Analyzing Everclear: An Indispensable Settlement Layer Under the Chain Abstraction Narrative

This is akin to the settlement mechanism in cross-border payments. For instance, if a payment institution has an inflow of $100 and an outflow of $80 in a single day, the bank does not need to first transfer out $100 and then transfer in $80; instead, it can simply account for the inflow and outflow, ultimately executing a net inflow of only $20.

In Everclear's perspective, while the entities currently responsible for executing rebalancing can optimize their team capabilities to improve efficiency (for example, CEXs typically have teams of over 30 people using bridging protocols to maintain liquidity balance within their platforms), a more fundamental solution to the aforementioned dilemma lies in an open, decentralized global coordination mechanism. In the long run, as more blockchains and bridging protocols emerge, Everclear's performance will become increasingly prominent.

With the upgrade in positioning, Everclear's clients will transition from ordinary cross-chain clients to bridging protocols. To achieve this, Everclear must integrate with more cross-chain protocols, gradually expanding its services and ultimately evolving into the settlement layer for cross-chain transfers in the entire crypto world.

Current Status: Mainnet Launch & Token Upgrade

In mid-September, Everclear announced the launch of its mainnet Beta version. Under this version, Everclear temporarily covers five networks: Ethereum, Optimism, Base, Arbitrum, and BNB Chain, integrating bridging protocols such as LiFi Protocol, Router Protocol, Symbiosis, and Synapse.

Analyzing Everclear: An Indispensable Settlement Layer Under the Chain Abstraction Narrative

Everclear stated that the significance of the Beta phase lies in providing more real and accurate data for the system's operation.
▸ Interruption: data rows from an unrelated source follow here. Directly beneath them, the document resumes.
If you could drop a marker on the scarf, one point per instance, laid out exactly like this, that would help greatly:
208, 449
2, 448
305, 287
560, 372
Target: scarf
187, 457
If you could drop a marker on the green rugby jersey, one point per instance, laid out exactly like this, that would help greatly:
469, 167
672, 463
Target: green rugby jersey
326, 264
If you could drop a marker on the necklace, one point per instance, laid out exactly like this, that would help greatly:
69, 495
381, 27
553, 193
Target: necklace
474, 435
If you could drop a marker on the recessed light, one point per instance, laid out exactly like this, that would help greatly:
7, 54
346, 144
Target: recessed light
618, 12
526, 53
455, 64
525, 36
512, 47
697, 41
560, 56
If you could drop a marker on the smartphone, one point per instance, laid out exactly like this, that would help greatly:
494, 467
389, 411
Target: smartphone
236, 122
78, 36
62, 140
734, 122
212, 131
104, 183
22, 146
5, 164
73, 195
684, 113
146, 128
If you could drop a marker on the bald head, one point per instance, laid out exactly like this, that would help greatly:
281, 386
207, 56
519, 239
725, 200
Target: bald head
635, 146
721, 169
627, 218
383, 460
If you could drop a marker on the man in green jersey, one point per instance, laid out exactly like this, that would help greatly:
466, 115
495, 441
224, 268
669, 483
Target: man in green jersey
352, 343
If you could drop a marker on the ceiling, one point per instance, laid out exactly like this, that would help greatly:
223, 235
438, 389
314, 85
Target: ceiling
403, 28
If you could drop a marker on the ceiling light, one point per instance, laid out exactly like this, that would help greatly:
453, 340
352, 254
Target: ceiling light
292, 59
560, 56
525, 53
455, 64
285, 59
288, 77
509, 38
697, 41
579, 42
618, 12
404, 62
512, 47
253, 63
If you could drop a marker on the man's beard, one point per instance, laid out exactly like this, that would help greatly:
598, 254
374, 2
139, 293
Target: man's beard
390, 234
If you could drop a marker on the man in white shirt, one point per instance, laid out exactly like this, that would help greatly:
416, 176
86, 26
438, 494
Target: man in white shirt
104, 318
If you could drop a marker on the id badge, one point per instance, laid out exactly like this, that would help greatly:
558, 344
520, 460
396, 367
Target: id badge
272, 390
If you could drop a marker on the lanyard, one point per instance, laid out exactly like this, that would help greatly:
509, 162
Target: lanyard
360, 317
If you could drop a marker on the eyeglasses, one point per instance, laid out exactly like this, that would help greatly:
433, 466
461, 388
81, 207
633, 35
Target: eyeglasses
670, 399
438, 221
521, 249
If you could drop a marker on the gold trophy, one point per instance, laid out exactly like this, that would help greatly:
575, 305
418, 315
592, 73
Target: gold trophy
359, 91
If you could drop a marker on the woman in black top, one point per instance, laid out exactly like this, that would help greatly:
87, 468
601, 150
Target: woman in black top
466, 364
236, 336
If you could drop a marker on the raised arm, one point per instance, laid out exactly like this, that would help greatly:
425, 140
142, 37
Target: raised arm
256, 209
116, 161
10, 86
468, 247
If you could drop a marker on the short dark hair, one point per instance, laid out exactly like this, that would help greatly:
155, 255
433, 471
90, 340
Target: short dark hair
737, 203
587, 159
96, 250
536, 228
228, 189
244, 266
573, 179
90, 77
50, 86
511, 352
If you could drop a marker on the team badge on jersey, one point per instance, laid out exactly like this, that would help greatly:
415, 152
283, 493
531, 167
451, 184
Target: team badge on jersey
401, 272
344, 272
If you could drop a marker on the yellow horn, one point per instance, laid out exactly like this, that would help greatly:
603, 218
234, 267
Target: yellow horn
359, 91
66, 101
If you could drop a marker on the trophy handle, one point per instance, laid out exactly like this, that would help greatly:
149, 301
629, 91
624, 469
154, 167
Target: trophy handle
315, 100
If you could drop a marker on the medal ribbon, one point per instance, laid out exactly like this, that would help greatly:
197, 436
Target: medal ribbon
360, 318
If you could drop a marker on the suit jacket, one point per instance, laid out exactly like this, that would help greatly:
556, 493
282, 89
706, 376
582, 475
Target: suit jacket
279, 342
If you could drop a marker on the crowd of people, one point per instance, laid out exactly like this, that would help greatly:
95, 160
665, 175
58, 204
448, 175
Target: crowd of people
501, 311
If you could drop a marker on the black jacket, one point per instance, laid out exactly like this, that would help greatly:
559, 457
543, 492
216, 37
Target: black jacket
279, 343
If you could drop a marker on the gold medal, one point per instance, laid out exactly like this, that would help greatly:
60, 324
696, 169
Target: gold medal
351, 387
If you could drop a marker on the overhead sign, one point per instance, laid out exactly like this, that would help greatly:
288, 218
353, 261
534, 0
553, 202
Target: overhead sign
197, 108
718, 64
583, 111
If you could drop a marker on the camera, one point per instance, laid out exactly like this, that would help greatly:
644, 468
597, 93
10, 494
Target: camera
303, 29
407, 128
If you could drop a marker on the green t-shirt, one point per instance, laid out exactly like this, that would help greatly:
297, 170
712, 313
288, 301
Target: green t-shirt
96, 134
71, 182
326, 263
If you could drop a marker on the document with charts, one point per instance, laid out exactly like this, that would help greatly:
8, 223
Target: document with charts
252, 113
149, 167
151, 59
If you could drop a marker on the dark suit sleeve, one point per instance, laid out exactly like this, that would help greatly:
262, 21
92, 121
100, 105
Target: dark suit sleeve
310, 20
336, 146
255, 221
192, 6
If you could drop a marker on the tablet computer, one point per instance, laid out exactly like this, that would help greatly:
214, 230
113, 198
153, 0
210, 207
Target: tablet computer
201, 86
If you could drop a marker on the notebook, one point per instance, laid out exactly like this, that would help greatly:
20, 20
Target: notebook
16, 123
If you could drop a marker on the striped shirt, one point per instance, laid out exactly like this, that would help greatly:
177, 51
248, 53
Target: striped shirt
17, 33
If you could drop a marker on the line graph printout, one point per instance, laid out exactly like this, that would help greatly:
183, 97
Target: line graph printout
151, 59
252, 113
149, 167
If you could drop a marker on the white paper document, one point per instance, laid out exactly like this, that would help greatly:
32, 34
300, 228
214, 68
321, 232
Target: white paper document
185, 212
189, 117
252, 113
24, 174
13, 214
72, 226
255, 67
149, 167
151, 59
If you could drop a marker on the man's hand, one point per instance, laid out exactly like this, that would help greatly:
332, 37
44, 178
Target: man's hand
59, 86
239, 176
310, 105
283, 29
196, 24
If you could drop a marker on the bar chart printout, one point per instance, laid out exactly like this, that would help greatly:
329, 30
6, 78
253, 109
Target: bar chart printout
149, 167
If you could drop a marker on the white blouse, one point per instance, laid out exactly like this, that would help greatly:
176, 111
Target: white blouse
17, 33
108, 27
Once all functions have been thoroughly tested, Everclear will transition from the Beta phase to the official phase and expand to more networks, integrating more cross-chain protocols.
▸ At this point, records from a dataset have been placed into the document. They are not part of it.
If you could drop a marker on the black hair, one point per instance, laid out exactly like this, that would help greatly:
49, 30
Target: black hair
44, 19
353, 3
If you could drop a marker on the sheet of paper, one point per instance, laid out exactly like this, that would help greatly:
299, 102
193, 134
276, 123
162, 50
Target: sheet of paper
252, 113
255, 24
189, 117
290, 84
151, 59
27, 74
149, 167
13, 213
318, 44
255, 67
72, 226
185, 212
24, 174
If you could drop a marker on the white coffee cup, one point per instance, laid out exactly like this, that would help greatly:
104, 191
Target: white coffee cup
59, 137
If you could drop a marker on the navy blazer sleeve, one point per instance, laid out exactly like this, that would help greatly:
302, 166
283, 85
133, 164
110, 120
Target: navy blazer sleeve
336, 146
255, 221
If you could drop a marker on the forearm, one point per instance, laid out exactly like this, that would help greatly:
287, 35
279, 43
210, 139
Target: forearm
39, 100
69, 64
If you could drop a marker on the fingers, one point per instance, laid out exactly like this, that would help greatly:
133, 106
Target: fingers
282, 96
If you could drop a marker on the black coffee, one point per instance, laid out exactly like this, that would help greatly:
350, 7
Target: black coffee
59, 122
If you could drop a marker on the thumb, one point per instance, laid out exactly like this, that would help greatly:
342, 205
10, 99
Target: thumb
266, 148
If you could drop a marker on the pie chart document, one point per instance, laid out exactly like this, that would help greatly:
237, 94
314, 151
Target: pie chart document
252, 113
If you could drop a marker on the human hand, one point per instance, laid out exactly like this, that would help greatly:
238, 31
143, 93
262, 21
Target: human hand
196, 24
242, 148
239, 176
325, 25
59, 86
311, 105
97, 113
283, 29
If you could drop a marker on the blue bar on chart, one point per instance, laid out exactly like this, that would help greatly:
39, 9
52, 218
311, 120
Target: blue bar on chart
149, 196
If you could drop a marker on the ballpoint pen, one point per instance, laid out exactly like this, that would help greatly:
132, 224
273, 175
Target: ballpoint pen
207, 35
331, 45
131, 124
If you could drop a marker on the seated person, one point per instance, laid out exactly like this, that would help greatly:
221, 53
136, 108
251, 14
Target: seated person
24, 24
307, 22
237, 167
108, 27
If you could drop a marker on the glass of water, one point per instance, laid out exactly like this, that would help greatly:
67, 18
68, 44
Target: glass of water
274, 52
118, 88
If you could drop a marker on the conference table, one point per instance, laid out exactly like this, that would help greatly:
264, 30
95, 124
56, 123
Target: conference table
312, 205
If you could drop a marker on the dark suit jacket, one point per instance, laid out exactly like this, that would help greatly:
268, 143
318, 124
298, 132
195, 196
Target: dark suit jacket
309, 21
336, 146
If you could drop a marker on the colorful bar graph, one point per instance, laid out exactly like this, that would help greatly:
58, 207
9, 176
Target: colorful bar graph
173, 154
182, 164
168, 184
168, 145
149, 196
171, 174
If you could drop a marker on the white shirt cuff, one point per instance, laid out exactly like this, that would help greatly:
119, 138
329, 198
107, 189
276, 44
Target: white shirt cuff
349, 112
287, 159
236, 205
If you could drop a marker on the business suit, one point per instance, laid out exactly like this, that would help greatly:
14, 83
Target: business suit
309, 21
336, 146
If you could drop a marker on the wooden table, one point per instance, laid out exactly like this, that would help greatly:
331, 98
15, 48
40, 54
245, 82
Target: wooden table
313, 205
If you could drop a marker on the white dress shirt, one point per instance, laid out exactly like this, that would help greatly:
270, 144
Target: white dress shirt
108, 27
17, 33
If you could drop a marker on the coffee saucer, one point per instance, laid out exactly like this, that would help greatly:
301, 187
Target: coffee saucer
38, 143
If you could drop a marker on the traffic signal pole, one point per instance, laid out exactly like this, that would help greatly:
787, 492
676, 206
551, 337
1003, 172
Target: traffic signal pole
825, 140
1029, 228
Compared to the progress on the product level, the market may be more concerned about the utility upgrade of Everclear's protocol token, NEXT.
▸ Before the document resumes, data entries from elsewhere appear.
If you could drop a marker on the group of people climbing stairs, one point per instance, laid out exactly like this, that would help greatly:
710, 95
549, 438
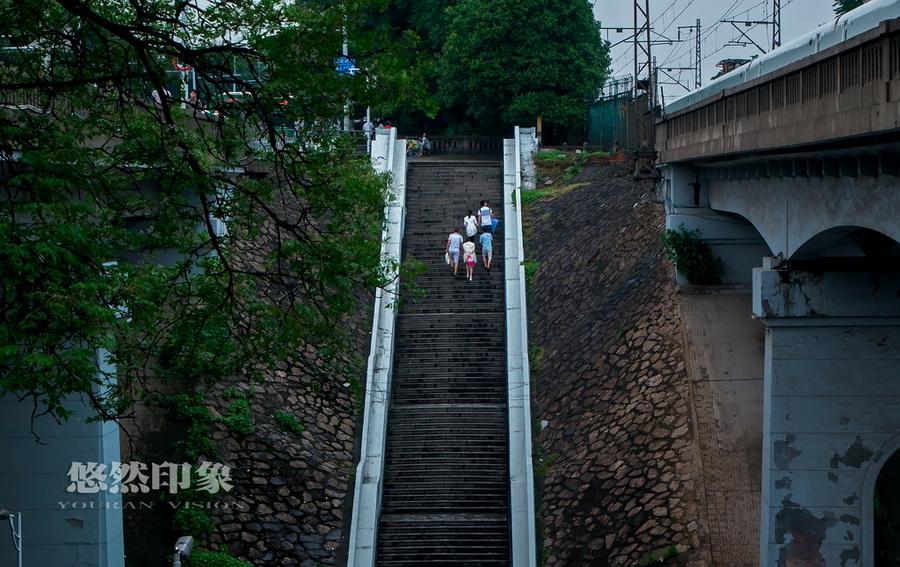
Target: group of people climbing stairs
445, 496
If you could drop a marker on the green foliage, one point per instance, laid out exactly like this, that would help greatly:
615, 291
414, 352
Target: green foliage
844, 6
507, 61
288, 422
191, 410
184, 303
239, 417
192, 521
203, 558
692, 257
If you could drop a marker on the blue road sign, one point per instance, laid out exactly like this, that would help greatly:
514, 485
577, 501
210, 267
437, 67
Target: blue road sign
345, 66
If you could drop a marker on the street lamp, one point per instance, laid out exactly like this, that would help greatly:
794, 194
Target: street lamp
15, 527
183, 548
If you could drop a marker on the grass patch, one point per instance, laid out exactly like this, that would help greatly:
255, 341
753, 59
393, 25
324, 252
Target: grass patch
658, 556
529, 197
552, 156
621, 332
203, 558
239, 417
288, 422
535, 358
531, 266
541, 461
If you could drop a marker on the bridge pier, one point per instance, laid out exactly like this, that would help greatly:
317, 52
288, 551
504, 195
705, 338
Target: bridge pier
731, 238
830, 409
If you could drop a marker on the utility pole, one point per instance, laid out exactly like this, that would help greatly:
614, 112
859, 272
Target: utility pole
695, 30
698, 59
776, 24
643, 63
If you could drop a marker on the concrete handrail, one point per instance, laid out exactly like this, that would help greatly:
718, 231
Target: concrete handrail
521, 474
388, 156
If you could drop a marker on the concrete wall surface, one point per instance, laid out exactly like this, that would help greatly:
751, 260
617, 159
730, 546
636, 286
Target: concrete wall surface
59, 528
788, 212
832, 407
831, 410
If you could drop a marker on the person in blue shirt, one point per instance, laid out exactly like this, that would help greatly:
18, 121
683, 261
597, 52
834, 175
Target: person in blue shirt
487, 247
484, 217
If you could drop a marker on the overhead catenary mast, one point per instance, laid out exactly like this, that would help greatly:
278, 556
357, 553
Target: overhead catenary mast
643, 63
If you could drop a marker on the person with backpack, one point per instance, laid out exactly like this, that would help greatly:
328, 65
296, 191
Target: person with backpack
484, 217
470, 224
487, 248
454, 241
469, 258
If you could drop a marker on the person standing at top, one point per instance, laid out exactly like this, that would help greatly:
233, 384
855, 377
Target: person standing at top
484, 217
487, 248
424, 146
454, 241
469, 258
470, 224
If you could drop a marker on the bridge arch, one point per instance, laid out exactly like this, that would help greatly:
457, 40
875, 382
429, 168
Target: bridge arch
848, 241
887, 456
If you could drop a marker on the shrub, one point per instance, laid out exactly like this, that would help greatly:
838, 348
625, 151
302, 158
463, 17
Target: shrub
192, 521
239, 418
692, 257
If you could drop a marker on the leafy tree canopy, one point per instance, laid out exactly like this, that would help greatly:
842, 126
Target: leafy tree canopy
508, 61
113, 198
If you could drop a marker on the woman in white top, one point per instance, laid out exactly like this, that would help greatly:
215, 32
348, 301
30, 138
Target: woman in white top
469, 258
470, 224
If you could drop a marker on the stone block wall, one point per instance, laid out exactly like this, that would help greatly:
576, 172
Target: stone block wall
612, 394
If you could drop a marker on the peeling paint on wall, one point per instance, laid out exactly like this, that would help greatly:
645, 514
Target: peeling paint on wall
802, 533
851, 554
784, 453
854, 456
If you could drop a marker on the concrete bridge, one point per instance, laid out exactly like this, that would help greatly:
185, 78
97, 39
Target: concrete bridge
790, 169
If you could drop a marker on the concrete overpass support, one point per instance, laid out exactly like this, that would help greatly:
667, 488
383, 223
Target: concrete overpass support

According to Everclear's latest announcement, NEXT will adopt a vb governance model in the future, allowing token holders to stake NEXT as vbNEXT. The latter can not only participate in the distribution of Everclear's protocol revenue but also guide the inter-chain transfer of liquidity through governance.

Everclear revealed that the vb governance model is designed based on Curve Finance's ve governance model, but focuses on the new scenario of liquidity settlement. Specifically, vbNEXT can direct token incentives towards specific chains or paths through voting, thereby utilizing higher yields to adjust the demand for liquidity transfer between chains—this easily brings to mind the Curve War period when various stablecoins competed to accumulate CRV to attract higher liquidity. Perhaps in the future, we will also see various networks or bridging protocols accumulating NEXT to attract higher liquidity…

Protocol + Token, Unlocking Imagination

In summary, Everclear's rebranding may be one of the most thorough positioning upgrades in the history of cryptocurrency.

On the protocol level, Everclear has stepped out of the fiercely competitive bridging protocol arena and positioned itself as the unique settlement layer in the current crypto world. By capturing the core pain points it faced as a bridging protocol, Everclear is expected to rapidly expand its services to more networks and more cross-chain protocols, transforming from an independent protocol into a large and closely linked ecosystem.

On the token level, the utility of NEXT has received a qualitative upgrade under Everclear's new narrative, making it a key medium for influencing liquidity balance between chains. This is expected to amplify the real demand for NEXT, providing a more solid value support for the token.

Looking ahead, as the concept of chain abstraction becomes increasingly popular, the necessity of Everclear as a settlement layer will become more pronounced, and that may mark the true value discovery period for it.